For small business owners:
- It will allow them to return unopened high-proof liquor purchased within the last 30 days. Husted said the state hopes this helps dull the blow of missing out on traffic-driving events such as St. Patrick's Day and March Madness.
- It will allow them to apply for a low-interest disaster relief loan of up to $2 million.
All Ohioans, regardless of whether they live in a county with a diagnosed case of coronavirus or not, should practice social distancing, wash their hands frequently and limit physical interactions with others.
Find more coronavirus/COVID-19 hotlines and resources below:
- Department of Health COVID-19 hotline: 833-4-ASK-ODH
- See ODH’s COVID-19 resources here.
- State COVID-19 hotline: 1-800-722-5725
- See the Cabinet for Health and Family Services coronavirus resource site here.
- SDH Epidemiology Resource Center: (317) 233-7125 or (317) 233-1325 after hours, or e-mail email@example.com
- See more information for coronavirus in Indiana here.
What is coronavirus, COVID-19?
According to the World Health Organization, coronaviruses are "a large family of viruses that cause illness ranging from the common cold to more severe diseases such as Middle East Respiratory Syndrome (MERS-CoV) and Severe Acute Respiratory Syndrome (SARS-CoV).
A novel coronavirus, such as COVID-19, is a new strain that has not been previously identified in humans.
COVID-19 was first identified in December 2019 in Wuhan City, Hubei Province, China and has now been detected in 45 countries across the globe, including in the U.S., according to the CDC.
The CDC reports the initial patients in China have some link to a large seafood and live animal market, indicative of animal-to-person spread.
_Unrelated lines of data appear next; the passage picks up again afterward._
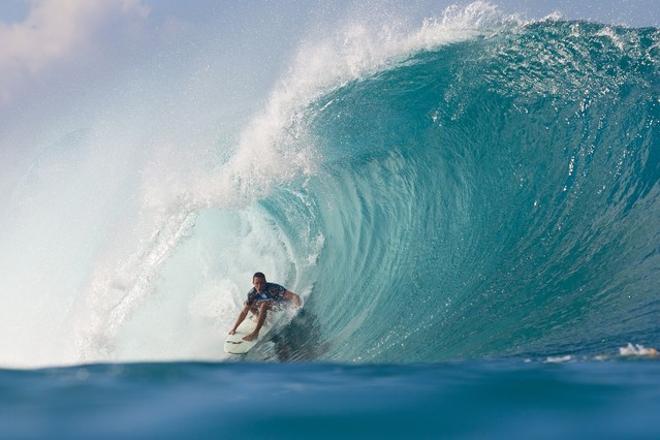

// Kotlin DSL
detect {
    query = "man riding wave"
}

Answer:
[229,272,302,341]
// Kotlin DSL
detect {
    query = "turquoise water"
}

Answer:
[0,7,660,438]
[0,361,660,438]
[262,22,660,362]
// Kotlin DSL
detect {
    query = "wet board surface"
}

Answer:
[225,312,277,354]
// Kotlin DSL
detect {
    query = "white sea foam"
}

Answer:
[3,2,515,365]
[619,342,660,357]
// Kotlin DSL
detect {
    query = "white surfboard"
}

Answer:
[225,310,280,354]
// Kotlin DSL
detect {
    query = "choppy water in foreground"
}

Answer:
[0,360,660,438]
A growing number of patients, however, did not report exposure to animal markets, indicating the disease is spreading person-to-person.
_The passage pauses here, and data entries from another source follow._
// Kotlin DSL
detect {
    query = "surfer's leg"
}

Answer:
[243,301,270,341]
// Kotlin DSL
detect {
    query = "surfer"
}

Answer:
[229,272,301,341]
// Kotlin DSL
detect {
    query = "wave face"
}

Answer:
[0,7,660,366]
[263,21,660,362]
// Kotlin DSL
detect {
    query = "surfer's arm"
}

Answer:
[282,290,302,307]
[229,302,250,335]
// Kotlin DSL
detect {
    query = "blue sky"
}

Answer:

What are the symptoms? How does it spread?
Confirmed cases of COVID-19 have ranged from mild symptoms to severe illness and death, according to the CDC. Symptoms can include fever, cough, shortness of breath.
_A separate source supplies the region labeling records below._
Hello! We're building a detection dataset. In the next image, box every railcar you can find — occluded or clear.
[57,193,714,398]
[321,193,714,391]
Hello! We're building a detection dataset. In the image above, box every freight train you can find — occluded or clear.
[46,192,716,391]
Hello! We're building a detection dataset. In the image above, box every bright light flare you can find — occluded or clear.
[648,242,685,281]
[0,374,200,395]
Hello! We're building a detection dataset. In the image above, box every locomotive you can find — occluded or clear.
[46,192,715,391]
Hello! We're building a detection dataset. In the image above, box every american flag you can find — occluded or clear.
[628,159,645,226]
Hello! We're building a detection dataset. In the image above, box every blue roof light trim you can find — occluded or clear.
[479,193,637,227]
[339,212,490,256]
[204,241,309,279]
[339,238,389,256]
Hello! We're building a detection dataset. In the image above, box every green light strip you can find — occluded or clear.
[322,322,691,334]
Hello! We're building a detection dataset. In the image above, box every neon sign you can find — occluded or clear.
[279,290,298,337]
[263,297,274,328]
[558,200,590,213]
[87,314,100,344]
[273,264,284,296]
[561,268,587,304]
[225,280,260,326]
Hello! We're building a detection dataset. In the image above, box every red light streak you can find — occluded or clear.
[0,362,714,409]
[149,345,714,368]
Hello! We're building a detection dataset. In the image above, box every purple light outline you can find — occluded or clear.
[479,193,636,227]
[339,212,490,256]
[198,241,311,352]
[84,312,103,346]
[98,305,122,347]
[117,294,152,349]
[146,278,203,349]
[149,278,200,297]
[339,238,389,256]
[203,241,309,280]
The CDC said symptoms could appear in as few as two days or as long as 14 days after exposure. It is similar to the incubation period for MERS.
Spread of the virus is thought to be mainly from person-to-person. Spread is between people who are in close contact with one another (within about six feet). Spread occurs via respiratory droplets produced when an infected person coughs or sneezes. The droplets can land in the mouths or noses of people who are nearby or possibly be inhaled into the lungs.
According to the CDC, it could be possible for a person to get COVID-19 by touching a surface or object that has the virus on it and then touching their own mouth, nose or possibly their eyes. This is not thought to be the main way the virus spreads, the CDC said.
- The disease is most contagious when people are the sickest and showing the most symptoms.